Other leading sectors were insurance, real estate, oil & gas, banks, travel & leisure, industrials, basic resources, chemicals, and construction & materials. Lagging were health care, food & beverage, personal & household goods, telecom, and retail.

In economic data, UK house prices fell 1.7 percent on the month in May. This was nearly double market expectations and the steepest decline since February 2009. Annual inflation slowed from 3.7 percent to a 6-month low of 1.8 percent.

Asia Pacific

Major Asian markets closed higher Tuesday, with a light regional data calendar keeping regional investor focus on the serious social unrest in the United States and US-China tensions. Japan's Nikkei and Topix indices both advanced 1.2 percent the day, while Hong Kong's Hang Seng index closed up 1.1 percent. Australia's All Ordinaries index rose 0.4 percent and the Shanghai Composite index gained 0.2 percent.

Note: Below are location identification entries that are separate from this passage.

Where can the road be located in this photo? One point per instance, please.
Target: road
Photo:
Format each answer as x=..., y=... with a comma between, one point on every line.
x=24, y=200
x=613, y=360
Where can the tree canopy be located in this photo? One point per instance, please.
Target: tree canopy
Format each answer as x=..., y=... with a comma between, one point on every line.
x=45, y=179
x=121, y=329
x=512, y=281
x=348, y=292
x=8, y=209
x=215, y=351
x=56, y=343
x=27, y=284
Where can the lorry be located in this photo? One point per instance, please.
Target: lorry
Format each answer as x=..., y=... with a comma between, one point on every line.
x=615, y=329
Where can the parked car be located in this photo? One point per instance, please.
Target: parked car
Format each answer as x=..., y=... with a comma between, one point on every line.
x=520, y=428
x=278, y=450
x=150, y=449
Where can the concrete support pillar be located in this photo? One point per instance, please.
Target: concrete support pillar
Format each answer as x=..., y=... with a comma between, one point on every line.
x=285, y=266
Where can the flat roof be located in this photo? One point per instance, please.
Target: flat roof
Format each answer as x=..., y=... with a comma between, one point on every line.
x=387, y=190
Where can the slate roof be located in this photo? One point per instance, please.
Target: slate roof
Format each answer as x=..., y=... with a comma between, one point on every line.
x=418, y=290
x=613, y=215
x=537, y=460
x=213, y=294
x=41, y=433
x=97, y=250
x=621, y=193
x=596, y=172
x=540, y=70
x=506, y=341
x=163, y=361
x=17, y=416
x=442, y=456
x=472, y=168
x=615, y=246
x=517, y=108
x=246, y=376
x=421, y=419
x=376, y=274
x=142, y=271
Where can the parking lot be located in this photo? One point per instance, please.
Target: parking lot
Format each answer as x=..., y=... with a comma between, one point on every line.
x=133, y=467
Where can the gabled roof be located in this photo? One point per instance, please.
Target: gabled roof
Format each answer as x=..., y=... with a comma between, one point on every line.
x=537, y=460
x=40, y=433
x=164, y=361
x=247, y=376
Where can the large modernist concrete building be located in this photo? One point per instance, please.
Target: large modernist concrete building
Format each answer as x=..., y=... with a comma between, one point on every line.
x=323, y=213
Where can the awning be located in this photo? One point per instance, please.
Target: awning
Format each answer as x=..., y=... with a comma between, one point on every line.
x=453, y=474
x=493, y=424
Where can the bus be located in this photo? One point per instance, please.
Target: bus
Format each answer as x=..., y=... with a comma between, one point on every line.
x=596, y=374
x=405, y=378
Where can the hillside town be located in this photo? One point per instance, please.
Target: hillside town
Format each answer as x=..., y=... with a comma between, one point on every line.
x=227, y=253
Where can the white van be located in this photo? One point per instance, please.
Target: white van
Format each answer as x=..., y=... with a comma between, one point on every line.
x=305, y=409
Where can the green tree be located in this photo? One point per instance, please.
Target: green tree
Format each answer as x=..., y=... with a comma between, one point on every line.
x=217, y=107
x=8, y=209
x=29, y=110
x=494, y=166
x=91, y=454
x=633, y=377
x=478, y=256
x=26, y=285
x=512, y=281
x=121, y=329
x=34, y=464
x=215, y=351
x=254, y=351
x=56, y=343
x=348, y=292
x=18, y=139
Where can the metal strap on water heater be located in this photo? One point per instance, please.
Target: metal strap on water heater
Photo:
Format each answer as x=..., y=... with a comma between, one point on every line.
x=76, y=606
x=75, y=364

The Reserve Bank of Australia left its main policy rate on hold at a record low of 0.25 percent at its monthly meeting Tuesday, in line with the consensus forecast. Officials said the Australian economy is going though "a very difficult period" in response to the Covid-19 pandemic and that the outlook remains highly uncertain. Nevertheless, they also believe that the depth of the downturn in activity might be less than previously expected given recent progress in curbing the spread of the disease, the associated easing of restrictions on businesses and households, and the scale of monetary and fiscal policy support put in place to support the economy.

Looking ahead*

On Wednesday in Asia/Pacific: Hong Kong PMI, Japan PMI composite, Singapore PMI, India Services PMI, Australia GDP, and China General Services PMI reports are due. In Europe, Swiss GDP, PMI composite data for France, Germany and Eurozone, plus German unemployment rate, Eurozone PPI, Eurozone unemployment rate, and UK CIPS/PMI services reports are scheduled for release. In North America, the Bank of Canada policy announcement, US ADP employment, US factory orders, and US ISM non-manufacturing index reports are all due.